その後を、リリと共についていく心弥たち。
「……いいのね、シンヤ」
「え? いいって、何が?」
抑え気味の声で、リリが心弥へと問いかけた。
「あの、ココナとかいう異能者。あの子とのことよ。私の知ったことではないけど、あなたは随分親しそうだったでしょ。でも、彼女はこの魔術に反対していた」
「それ、は」
「ま、どうせ魔術の起動に成功してしまえば、もう何も考える必要はなくなるんだけどね。あの子が何を考えてどんな結論に至ろうが関係ない」
「……そうですね」
魔術が発動してしまえばココナもまた、夢の中で勝手に幸せになってくれる。
幻の中で望み通りの人生を送っていくはずだ。
そういう意味ではココナがどう思っていようが実のところ関係はない。
心弥の夢の中にも、心弥にとって『都合のいいココナ』が出演してくれるだろう。
それくらい強制的に人を幸せにする手段だからこそ、心弥はこの計画を支持したともいえる。
だが――。
(なんか、なんとなくモヤモヤしないでもないな。多分、ココナちゃんがこの計画に反対するのもこれに似た感覚ではあるんだろーけど)
だからといって、計画に賛同する意思は変らない。
自分のモヤモヤの出所も冷静に考えていけば分らないでもないのだ。
つまり、ココナという存在と本当の意味でわかり合って、その上で自分の意思を認めてほしいという願い。エゴ。

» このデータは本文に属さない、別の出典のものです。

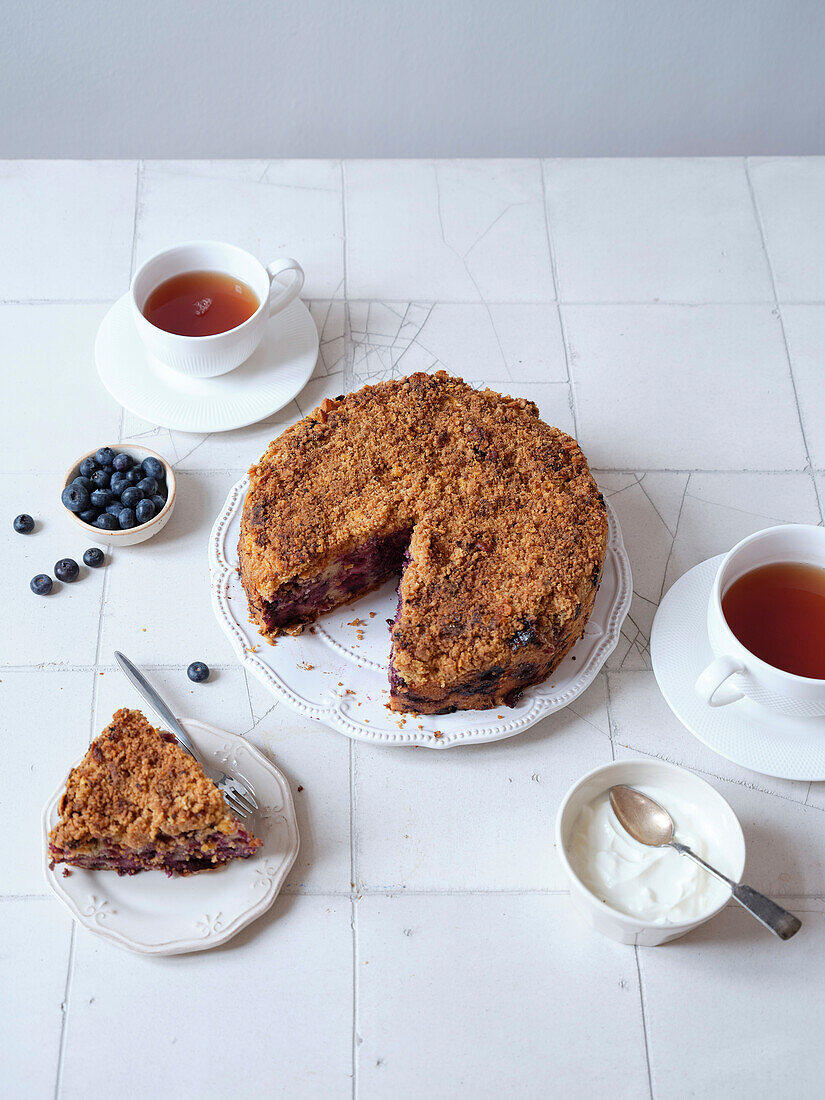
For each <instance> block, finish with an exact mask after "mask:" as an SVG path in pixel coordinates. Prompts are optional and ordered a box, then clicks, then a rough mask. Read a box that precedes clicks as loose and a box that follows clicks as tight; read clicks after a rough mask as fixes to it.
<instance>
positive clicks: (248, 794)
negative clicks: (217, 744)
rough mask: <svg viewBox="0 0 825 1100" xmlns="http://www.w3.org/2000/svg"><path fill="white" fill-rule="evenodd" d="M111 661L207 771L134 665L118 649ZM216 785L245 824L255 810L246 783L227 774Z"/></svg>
mask: <svg viewBox="0 0 825 1100" xmlns="http://www.w3.org/2000/svg"><path fill="white" fill-rule="evenodd" d="M114 660H116V661H117V662H118V664H119V665H120V669H121V672H123V674H124V675H125V676H127V679H128V680H129V681H130V682H131V683H132V685H133V686H134V687H136V689H138V691H139V692H140V693H141V695H142V696H143V697H144V698H145V701H146V702H147V703H149V705H150V706H151V707H152V709H153V711H154V712H155V714H156V715H157V717H158V718H160V719H161V722H163V723H164V725H165V726H166V728H167V729H168V730H169V733H172V734H174V735H175V738H176V739H177V741H178V744H179V745H180V748H182V749H184V750H185V751H186V752H188V753H189V756H190V757H193V758H194V759H195V760H197V761H198V763H199V764H200V766H201V768H205V769H206V768H207V767H209V764H207V763H206V762H205V761H204V760H201V758H200V757H199V756H198V752H197V750H196V748H195V746H194V745H193V742H191V740H190V739H189V737H188V736H187V733H186V730H185V729H184V727H183V726H182V725H180V723H179V722H178V720H177V718H176V717H175V715H174V714H173V713H172V711H171V709H169V707H168V706H167V704H166V703H165V702H164V701H163V700H162V698H161V696H160V695H158V694H157V692H156V691H155V689H154V687H153V686H152V684H151V683H150V682H149V680H146V678H145V676H144V675H143V673H142V672H141V671H140V670H139V669H136V668H135V667H134V664H132V662H131V661H130V660H129V658H128V657H124V656H123V653H121V652H120V651H119V650H117V649H116V651H114ZM215 785H216V787H217V788H218V790H219V791H220V792H221V793H222V794H223V798H224V799H226V801H227V805H228V806H229V809H230V810H231V811H232V813H233V814H234V815H235V817H239V818H240V820H241V821H246V818H248V817H251V816H252V815H253V814H254V812H255V811H256V810H257V799H256V798H255V792H254V791H253V790H252V788H251V787H250V785H249V783H242V782H241V781H240V780H239V779H238V778H237V777H235V775H227V773H226V772H221V775H220V779H217V780H216V781H215Z"/></svg>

しかしこれから起動する魔術は、そんな人間同士のエゴのぶつけ合いを必要としない。
実に合理的で、卑怯で、非の打ち所がない幸福を強制的に与えてくれる。
(一時のモヤモヤなんかどうでもいい。皆で幸せに生きられる道があるのなら、それに越したことないもんなぁ。常識的に考えて)
心弥は、リリに隠蔽用の魔術をかけてもらいつつ、共に家を出た。